10/2(土)リア充とライトノベル
どうしてもとあるライトノベルが読みたくて、二駅離れた書店へ行きました。
この書店は結構大型で、地下一階から三階までの4フロアあります。目指すアニメ・まんが・ライトノベルが揃ったフロアまで階段を登り、目標の品をロックオン。他店だと品切れでしたが、きちんと売り場に並んでいるのはさすが大型書店です。
一安心したワタクシは、店内を一周したのですが、それが間違いの始まりでした。
この書店でのライトノベルのコーナーは角にありますが、そちらに向かって三人の客が歩いているのです。
くっ、挟撃か。
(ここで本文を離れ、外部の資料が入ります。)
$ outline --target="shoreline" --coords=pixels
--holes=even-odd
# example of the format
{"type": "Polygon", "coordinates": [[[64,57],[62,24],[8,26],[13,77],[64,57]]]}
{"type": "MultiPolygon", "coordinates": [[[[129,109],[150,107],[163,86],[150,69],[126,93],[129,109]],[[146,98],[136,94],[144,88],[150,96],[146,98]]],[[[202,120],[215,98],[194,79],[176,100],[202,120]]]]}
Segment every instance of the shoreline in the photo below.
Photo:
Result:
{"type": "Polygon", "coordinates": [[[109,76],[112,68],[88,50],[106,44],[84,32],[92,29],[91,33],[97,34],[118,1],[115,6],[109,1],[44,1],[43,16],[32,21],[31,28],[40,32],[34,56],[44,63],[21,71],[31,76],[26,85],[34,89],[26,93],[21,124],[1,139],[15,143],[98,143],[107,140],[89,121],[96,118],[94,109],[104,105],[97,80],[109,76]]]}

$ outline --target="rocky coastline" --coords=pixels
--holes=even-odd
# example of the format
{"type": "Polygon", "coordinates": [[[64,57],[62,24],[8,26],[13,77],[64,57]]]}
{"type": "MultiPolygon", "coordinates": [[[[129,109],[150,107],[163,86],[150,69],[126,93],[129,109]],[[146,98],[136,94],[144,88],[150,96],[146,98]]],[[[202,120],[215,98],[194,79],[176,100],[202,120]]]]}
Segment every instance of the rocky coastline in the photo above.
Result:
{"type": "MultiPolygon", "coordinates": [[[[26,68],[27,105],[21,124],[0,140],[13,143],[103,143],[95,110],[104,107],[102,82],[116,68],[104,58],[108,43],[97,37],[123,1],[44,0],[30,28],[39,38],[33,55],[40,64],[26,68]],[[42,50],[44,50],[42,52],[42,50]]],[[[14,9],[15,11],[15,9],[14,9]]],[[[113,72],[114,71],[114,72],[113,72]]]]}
三対一で、二名は160センチ以上の娘さんとは卑怯じゃないか!
両方ともストライクゾーンな上、片方はチャラい彼氏さん付きの制服姿です。ワタクシが三次元空間における勝利者ではない事をひしひしと感じさせられました。
高度な精神攻撃ですが、しかし退く事はできません。
意を決して近付くと、カップルの会話が聞こえてきました。
男「昔は一日一冊本読んでたのになあ」
なぬ? チャラそうな外見の癖に……こいつ、できる!?
女「一日一冊? いつ読んでたの?」
男「授業中。それ以外読む時間ないでしょ? あーあ、学校辞めてからすっかり読まなくなったなあ」
女「……そう」
男「本があったから、辛い学校にも通えたんだよなあ」
……おい。チャラ男。
三次元彼女がいるのに、学校が辛いとはナニゴトだ。
後授業は聞け。本は他の時間でも読めるぞ。
イロイロ言いたいことはある。あるのだが――彼女さんが答えに詰まった一瞬を鑑みるに、このカップル遠からず破局するに違いない。
ワタクシは自分を押し殺すと、カップルの脇をするりと抜けました。ライトノベルコーナーの一番隅にあるフランス書院美少女文庫『お嬢様・錦織由梨菜は保健が苦手!』を一冊手に取り、レジに向かったのでありました。